NBC’s Kristen Welker reminded him when she played the clip of his position then “Senator, here's what you said about Donald Trump's mass deportation proposals in 2016. Take a look”
RUBIO: I don't think it's reasonable to say you're going to round up and deport 11 million people. I don't think it's a plan that works. I don't think that's a realistic policy.
Now, Rubio is eagerly on board with Trump’s mass deportation plan, asserting there are some 30 million people he thinks should be on the list for the round-ups. has a plan that works and is a realistic policy.
At The Signorile Report, Mike Signorile provided context for Rubio’s remarks as they relate to the disinfo and Trump’s ultimate goals:
By the way, there’s no evidence of the wildly overblown numbers Rubio is putting out there, as most research and surveys still show the number of undocumented immigrants to be closer to 11 million.
But Trump has also inflated the number, and we know that he and the MAGA extremists want to stop legal immigration as well—there are over 46 million foreign-born immigrants in the U.S.—as he’s stated he wants people from “nice” countries like Denmark and Norway to come here. In other words, no more Brown and Black people.
Exactly.
A key point Balko made is that the mastermind of the plan has a very clear world views, “Miller himself has long made clear that the distinction that matters most to him is not between “legal” and “illegal,” Anyone who has followed Miller over the years know of his commitment to white nationalist vision for immigration policy.
Rubio also helps to drive this point home, embracing the white nationalist “invasion” rhetoric to provide a justification for the flipped position and for putting military boots on US soil.

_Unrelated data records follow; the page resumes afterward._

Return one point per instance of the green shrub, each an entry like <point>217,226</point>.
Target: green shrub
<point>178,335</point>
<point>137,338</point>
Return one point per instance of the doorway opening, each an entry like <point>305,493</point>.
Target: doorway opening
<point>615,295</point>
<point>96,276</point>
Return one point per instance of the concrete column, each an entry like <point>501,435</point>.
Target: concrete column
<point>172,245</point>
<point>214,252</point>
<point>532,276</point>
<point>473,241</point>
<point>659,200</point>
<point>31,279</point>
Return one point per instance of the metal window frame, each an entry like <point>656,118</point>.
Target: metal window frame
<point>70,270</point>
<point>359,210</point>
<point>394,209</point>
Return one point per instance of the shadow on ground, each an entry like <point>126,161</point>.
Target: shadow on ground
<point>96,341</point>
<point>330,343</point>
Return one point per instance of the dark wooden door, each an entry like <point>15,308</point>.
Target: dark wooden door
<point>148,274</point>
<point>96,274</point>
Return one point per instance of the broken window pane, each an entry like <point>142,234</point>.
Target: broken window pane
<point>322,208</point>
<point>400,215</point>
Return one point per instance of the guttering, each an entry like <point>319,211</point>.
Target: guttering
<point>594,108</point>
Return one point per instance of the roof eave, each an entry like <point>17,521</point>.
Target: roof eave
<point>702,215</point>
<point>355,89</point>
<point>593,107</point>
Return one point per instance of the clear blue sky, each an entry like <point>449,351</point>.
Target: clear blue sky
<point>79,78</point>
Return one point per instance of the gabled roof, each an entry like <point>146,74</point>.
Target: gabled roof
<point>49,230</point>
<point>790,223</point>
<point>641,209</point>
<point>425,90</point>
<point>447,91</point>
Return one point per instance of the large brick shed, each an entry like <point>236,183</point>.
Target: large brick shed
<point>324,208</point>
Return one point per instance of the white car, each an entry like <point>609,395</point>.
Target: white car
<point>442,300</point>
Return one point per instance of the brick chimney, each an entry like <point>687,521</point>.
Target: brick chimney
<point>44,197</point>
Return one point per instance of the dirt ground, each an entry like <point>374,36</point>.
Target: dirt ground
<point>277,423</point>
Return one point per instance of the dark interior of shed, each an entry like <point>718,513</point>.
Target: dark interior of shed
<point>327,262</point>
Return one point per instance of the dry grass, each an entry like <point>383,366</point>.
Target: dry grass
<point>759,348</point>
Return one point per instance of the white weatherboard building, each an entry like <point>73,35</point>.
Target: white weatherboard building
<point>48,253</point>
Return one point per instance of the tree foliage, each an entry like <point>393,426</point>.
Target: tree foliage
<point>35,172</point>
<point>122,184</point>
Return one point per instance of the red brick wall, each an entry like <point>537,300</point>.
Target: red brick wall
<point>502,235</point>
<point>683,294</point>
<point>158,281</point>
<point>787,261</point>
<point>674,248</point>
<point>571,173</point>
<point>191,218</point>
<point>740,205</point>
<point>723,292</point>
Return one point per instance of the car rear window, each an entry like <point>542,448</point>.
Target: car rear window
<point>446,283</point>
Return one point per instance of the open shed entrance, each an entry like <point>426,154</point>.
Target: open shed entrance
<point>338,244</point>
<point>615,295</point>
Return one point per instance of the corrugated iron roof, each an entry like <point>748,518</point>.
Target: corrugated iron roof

This racist lie that non-white migrants constitute a literal military-style invasion of the country has been widely adopted by the GOP and at the same time been the inspiration for multiple domestic terrorist attacks in recent years.

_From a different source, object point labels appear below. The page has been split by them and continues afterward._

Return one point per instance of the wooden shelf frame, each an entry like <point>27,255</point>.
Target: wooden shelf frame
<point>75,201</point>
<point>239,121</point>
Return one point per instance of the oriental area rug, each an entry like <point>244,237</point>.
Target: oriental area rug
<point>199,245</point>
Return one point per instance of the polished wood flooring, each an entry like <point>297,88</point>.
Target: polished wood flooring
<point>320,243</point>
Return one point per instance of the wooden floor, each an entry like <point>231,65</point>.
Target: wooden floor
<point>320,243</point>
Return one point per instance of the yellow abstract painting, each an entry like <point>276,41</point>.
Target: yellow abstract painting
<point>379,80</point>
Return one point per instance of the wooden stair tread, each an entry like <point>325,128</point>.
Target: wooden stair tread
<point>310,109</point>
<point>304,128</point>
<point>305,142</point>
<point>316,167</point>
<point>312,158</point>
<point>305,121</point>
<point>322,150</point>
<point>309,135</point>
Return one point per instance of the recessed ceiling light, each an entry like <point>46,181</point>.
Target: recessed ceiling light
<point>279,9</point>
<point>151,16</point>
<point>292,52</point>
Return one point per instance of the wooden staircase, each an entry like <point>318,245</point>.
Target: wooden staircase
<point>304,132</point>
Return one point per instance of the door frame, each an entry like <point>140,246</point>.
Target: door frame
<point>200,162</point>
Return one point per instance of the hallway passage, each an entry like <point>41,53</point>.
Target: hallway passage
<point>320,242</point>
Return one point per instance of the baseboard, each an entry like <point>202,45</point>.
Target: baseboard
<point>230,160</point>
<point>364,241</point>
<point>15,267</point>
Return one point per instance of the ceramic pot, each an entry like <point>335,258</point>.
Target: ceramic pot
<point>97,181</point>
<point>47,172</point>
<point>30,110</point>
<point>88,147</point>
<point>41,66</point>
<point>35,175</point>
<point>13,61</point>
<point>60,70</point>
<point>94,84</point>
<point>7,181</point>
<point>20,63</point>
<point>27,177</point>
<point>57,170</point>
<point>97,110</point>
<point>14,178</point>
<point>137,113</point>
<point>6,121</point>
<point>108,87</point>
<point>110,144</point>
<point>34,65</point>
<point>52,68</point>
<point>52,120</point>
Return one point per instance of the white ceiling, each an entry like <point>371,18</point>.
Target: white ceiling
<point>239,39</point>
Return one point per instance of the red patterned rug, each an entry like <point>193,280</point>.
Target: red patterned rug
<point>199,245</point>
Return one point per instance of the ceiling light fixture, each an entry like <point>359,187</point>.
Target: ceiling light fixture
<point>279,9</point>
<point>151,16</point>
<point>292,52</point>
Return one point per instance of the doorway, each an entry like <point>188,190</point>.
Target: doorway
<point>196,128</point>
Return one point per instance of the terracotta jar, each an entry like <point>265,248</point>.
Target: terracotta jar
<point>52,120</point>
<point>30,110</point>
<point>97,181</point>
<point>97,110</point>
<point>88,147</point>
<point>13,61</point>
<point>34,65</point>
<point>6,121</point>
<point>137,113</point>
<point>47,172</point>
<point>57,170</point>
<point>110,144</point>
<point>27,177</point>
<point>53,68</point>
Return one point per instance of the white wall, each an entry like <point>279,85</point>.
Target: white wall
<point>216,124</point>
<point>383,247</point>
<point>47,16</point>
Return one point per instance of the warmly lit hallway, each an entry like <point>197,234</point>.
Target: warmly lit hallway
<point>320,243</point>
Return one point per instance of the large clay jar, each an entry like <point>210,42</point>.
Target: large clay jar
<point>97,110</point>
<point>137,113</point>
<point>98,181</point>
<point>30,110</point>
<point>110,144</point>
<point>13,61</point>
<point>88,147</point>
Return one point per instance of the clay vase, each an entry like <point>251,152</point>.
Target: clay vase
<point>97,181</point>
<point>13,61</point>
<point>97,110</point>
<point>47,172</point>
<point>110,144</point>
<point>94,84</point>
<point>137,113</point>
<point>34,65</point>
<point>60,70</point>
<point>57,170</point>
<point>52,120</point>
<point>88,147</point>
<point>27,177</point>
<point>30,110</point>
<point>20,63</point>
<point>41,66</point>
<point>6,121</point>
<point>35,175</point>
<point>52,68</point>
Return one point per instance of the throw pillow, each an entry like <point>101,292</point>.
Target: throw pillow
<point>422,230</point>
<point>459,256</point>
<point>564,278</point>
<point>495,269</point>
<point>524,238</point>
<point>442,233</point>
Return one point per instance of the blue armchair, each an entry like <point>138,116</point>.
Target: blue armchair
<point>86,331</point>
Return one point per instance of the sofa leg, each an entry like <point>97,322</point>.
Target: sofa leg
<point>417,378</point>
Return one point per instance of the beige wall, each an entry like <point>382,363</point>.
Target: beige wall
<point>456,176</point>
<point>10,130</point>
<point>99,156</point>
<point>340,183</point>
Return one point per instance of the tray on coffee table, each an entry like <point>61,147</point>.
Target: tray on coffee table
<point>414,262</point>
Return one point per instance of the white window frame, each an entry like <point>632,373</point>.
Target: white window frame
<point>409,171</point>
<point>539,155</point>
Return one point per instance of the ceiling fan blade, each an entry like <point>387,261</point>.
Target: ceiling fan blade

So that leaves us with a prominent Republican Latino U.S. Senator who thinks Trump’s plans are worthwhile. It’s critical to understand what Trump’s mass deportation would mean for the nation. Florida got a sense of what would happen after Governor DeSantis’ anti-immigrant law passed. Farmers are losing workers. Construction too. Immigrants are leaving the state.

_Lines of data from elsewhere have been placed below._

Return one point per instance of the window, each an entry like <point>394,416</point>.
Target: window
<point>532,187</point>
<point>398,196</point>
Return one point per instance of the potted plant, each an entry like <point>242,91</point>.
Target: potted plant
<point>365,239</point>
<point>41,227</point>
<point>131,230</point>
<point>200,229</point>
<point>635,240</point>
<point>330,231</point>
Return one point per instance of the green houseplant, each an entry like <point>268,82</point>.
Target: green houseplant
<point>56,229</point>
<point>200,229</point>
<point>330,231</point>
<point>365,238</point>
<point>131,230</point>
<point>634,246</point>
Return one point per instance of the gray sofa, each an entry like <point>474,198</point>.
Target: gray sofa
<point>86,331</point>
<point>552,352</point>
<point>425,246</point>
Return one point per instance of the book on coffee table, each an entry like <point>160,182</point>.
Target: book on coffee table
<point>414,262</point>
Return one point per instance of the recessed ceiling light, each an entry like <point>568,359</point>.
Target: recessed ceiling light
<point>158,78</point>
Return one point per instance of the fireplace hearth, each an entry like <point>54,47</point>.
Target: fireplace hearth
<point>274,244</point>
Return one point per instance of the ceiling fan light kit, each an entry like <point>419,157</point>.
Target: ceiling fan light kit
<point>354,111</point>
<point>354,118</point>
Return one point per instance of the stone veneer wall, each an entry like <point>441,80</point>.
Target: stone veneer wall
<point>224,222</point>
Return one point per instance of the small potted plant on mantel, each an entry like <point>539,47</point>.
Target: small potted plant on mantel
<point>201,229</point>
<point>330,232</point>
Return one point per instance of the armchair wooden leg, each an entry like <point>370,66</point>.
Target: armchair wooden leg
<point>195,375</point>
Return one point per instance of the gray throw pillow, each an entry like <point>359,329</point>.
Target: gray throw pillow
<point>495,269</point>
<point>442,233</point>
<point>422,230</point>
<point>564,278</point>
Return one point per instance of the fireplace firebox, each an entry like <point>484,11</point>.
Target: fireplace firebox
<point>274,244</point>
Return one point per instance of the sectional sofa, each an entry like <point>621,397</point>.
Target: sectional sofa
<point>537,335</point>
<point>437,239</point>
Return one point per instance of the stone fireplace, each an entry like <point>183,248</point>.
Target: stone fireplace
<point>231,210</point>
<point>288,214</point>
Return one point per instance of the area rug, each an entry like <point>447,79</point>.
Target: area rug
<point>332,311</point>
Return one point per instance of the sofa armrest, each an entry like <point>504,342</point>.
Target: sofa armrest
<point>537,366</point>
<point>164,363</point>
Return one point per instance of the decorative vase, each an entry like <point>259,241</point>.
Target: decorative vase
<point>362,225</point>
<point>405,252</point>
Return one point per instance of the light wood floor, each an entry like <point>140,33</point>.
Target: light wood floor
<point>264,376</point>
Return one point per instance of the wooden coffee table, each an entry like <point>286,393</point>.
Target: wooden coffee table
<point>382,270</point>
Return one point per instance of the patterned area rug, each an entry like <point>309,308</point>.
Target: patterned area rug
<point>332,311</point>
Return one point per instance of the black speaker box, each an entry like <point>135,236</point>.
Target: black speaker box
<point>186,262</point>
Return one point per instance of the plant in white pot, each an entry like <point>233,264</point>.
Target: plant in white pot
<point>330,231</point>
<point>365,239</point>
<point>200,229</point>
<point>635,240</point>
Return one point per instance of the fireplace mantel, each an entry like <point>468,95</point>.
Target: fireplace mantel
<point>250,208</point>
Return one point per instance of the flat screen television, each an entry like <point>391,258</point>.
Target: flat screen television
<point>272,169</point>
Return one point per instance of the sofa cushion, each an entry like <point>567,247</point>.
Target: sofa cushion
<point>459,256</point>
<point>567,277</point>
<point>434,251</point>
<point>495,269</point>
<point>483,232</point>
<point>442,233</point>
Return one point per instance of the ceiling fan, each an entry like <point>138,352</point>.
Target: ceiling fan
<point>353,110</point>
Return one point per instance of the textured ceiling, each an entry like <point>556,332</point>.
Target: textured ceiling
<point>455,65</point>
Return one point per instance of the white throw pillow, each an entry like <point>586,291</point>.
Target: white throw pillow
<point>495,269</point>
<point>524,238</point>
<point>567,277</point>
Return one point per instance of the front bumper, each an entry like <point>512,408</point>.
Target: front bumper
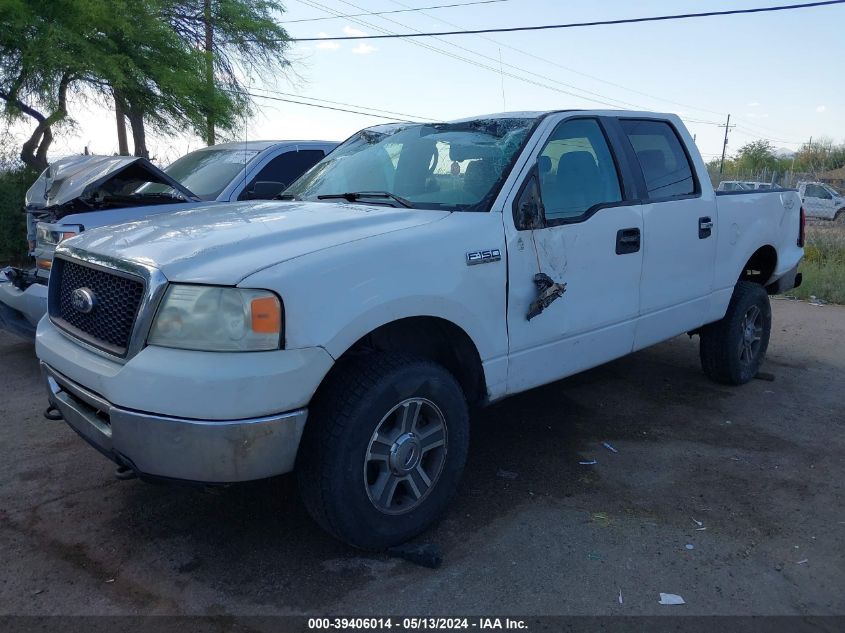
<point>20,310</point>
<point>156,446</point>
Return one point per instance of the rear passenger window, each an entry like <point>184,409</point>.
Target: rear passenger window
<point>577,171</point>
<point>665,166</point>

And, that’s before the federal sweeps start.
One of Miller’s allies, former Acting DHS Secretary Mark Morgan, told the Wall Street Journal that fear is part of their strategy:
Morgan said any mass deportation operation would be contingent in part on immigrants—fearing arrest—simply turning themselves in to the authorities voluntarily.
“If they actually see a whole-of-government, expanded commitment to start arresting and deporting people,” Morgan said, “we hope people would come and work with the federal government to have themselves repatriated.”
When the orders are given for the military or red-state National Guard troops to roll through the streets of Miami and other American cities, that fear could become very clear. And not just for those with status but for those whose skin color, accent, or religion may mark them as questionable to the deportation force.
This plan extends well beyond undocumented immigrants to their friends, family, and communities.
Marco Rubio, who frequently told his parents’ immigrant story, should, but won’t, really take that to heart. Non-white residents, whether U.S. citizens or not, won’t be immune. As our colleague Gabe Ortiz detailed:
“U.S. citizenship will be no guarantee of protection for many people of color if indicted former President Donald Trump and white nationalist aide Stephen Miller return to the White House in January 2025 to carry out their mass-purging of millions of workers and families from their homes, jobs, and neighborhoods.”
And, to be clear, TPS holders and DACA recipients won’t be safe either.
And, Balko is also spot on when he writes, We ought to take it more seriously. They mean it this time and they’re not hiding it.